Focus on the Significant Few, Not the Trivial Many
Think significant few. Figure out what to ignore. Concentrate on the power leadership strategies, your big winner leadership practices. These deserve the lion’s share of your productive hours and energy, because they’ll bring you the most significant results. If you want maximum impact, don’t make the mistake of seeking “balance” in your workday or workweek routine. Rather, rely heavily on the big winner leadership practices to leverage your impact on learning and student achievement.

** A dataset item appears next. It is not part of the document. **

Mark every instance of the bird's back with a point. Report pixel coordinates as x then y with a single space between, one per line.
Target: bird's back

What are these high-leverage leadership practices? According to the research of Robinson, Hohepa, & Lloyd (2009), “the more leaders focus their influence, their learning, and their relationships with teachers on the core business of teaching and learning, the greater their influence on student outcomes” (p. 40). Essentially, the research has identified five instructional leadership practices that have the greatest impact on student achievement (which are not listed in a ranked order):
- Establishing a shared vision/mission, goals, and expectations. School leaders’ impact student achievement through their emphasis on shared values and clear academic and learning expectations.
- Strategic resourcing. The use of the word strategic indicates that this leadership element is about the deliberate practice of securing and allocating time, money, and people.

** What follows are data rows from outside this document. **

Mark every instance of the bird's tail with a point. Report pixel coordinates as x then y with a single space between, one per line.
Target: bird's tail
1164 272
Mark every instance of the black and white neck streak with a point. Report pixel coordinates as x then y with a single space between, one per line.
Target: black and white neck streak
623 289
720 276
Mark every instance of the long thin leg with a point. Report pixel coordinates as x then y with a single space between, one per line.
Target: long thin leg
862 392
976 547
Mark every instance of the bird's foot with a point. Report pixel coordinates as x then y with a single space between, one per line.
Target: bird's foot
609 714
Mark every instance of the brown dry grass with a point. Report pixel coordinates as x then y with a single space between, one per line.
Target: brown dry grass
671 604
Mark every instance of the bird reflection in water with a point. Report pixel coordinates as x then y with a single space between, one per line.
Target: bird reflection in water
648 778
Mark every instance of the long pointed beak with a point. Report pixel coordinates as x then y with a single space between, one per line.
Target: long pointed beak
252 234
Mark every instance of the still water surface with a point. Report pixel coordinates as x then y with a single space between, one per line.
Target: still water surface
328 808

- Ensuring teacher and staff effectiveness. This leadership element makes a strong impact on student achievement and involves the orchestration of four leadership actions: (a) engaging faculty members in an ongoing dialogue about instructional practices and the effect that these practices are having on student learning; (b) collaborating with faculty members to coordinate and review the school’s curriculum (i.e., develop clearly articulated learning progressions in the teaching of reading across all grade levels); (c) providing feedback to and securing feedback from teachers as a result of frequent classroom observations that help them answer the question “Where to next?” in relation to identified learning intentions; and (d) monitoring student progress numerous times throughout the year for the purpose of classroom, grade-level, and/or department improvement.

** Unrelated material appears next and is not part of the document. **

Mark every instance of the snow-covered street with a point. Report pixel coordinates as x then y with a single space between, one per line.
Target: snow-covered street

- Leading and participating in teacher/leader learning and development. This instructional leadership element requires school leaders to devote time and energy in two synchronized roles—both promoting as well as participating in teacher and leader development. The professional development in which teachers and leaders engage includes both formal (i.e., scheduled staff development throughout the year) and informal (i.e., planning period dialogue) learning opportunities. And,
- Providing an orderly, safe, and supportive environment. Leadership of high-achieving schools is characterized by its emphasis on and success in establishing an orderly and safe school environment through clear and consistently enforced behavioral expectations and discipline codes.
Conduct a Time Audit
So, how do you spend your precious time? What percent of your day or week are spent directly engaged in these five instructional leadership practices? If you don’t know, we suggest that school leaders do a time audit. Maintain a log of your time for one week. Examples of categories you might include are: responding to emails, planning, time spent on voice mail responses, preparing reports, engaged in professional reading, observing classes, counseling direct reports, activating parent, staff, community, and leadership team meetings, unavailable for personal time, or family time, travel, or community service, etc. After collecting at least one full week of daily records, construct a pie chart that reflects your actual time allocation for each category. Compare this to the five leadership practices. Evaluate what changes you need to make to more effectively allocate your time to your five big winner leadership practices.